La Seráfica Hermandad reproduce los ecos medievales de la representación, en el marco arquitectónico del claustro conventual en el que la Orden Franciscana fue pionera en la utilización del teatro, de los sermones dramatizados y de las lenguas vernáculas como recursos para atraer a las masas urbanas. Los franciscanos adoptaron las técnicas de los juglares en sus predicaciones, intentando así interesar al pueblo y reconducirlo hacia la doctrina, utilizando la música y el teatro para hacer más sencilla la comprensión del mensaje evangélico. Así surgen y se difunden las representaciones de la Pasión, Los Desenclavos, el rezo de la Corona Franciscana (un ejemplo es la que pervive en Villavicencio de los Caballeros).

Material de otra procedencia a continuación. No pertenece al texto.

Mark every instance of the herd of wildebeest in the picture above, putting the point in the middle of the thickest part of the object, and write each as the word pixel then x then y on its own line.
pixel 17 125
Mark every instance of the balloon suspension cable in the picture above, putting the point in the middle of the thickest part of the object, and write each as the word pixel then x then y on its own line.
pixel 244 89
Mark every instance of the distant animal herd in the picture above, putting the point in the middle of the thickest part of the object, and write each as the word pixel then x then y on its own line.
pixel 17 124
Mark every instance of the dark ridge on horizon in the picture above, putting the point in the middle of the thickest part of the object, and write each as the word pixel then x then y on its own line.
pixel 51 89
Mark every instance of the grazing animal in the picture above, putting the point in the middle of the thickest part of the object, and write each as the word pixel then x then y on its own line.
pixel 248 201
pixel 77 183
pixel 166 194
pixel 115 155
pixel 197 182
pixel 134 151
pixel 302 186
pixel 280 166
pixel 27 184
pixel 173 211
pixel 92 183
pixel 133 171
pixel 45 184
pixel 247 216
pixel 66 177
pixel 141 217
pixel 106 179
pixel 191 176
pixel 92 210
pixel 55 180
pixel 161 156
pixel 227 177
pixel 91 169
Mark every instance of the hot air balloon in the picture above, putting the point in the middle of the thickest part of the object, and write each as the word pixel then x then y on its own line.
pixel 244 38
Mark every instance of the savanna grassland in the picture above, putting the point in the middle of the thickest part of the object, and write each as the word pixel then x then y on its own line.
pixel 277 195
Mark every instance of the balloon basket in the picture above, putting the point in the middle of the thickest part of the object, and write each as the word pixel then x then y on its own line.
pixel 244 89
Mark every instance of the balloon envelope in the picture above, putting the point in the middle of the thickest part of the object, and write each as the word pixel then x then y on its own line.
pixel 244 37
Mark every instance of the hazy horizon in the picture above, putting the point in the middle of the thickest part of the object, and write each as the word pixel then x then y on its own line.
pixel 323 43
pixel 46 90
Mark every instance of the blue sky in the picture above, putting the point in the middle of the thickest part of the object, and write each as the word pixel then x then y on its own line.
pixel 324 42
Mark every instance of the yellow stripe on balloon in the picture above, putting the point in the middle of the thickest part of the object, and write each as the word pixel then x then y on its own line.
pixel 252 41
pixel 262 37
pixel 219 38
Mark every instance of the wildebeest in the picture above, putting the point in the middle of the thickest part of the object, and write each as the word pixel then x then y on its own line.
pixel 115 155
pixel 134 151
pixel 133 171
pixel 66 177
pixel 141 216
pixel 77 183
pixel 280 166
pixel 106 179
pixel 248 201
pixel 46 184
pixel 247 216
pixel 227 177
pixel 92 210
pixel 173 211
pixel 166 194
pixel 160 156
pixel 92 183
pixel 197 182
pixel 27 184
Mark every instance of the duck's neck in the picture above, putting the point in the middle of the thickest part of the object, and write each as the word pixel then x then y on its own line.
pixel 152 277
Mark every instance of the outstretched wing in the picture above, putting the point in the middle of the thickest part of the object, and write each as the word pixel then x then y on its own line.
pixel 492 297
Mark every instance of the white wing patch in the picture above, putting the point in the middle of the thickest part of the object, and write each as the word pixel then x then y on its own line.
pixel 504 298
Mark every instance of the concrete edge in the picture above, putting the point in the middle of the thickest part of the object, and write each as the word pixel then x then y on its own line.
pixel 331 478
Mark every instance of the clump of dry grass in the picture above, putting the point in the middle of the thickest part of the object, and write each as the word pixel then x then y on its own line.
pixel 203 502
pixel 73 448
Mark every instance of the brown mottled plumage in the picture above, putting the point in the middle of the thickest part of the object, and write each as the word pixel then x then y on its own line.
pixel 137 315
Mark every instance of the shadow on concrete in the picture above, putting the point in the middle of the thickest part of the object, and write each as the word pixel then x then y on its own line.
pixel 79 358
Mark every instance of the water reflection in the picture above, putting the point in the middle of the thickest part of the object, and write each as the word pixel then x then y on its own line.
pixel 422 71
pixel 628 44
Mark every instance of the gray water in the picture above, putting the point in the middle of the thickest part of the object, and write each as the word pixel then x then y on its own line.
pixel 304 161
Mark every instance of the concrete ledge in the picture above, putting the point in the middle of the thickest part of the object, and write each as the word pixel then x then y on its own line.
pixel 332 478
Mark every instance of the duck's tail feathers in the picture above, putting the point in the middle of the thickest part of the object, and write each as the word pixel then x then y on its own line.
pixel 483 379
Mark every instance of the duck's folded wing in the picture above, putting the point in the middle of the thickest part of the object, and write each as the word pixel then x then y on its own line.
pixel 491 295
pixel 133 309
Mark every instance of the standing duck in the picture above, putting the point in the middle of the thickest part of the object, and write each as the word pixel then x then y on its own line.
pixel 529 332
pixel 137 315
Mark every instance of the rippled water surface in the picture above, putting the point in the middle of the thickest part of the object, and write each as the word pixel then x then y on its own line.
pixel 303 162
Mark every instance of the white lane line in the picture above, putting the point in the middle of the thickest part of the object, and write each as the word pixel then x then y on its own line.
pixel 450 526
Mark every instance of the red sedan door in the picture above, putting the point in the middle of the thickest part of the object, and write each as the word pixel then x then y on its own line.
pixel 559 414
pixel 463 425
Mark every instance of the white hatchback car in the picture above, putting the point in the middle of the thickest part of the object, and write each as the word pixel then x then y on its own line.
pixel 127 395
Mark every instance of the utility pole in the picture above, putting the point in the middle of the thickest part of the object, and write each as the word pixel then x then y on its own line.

En Béjar los Franciscanos residían en el Convento de San Francisco, fundado en el siglo XIV, siendo unos de los más antiguos de la provincia franciscana. Desde el siglo XV los Duques de Béjar ejercieron de patronos del mismo, embelleciendo su edificio y colaborado al mantenimiento de sus moradores. El convento estuvo habitado por franciscanos hasta la desamortización del siglo XIX, cuyas dependencias fueron adquiridas por la burguesía textil.

Contribución de Sorihuela y Valdesangil

Este año se ha invitado al cercano pueblo de Sorihuela que ha colaborado con la cesión de una imagen de Nuestra Señora de las Angustias de los talleres de Olot, y a Valdesangil,  que  ha cedido el Cristo de la Humildad. Una pequeña muestra de imágenes propias de Semana Santa.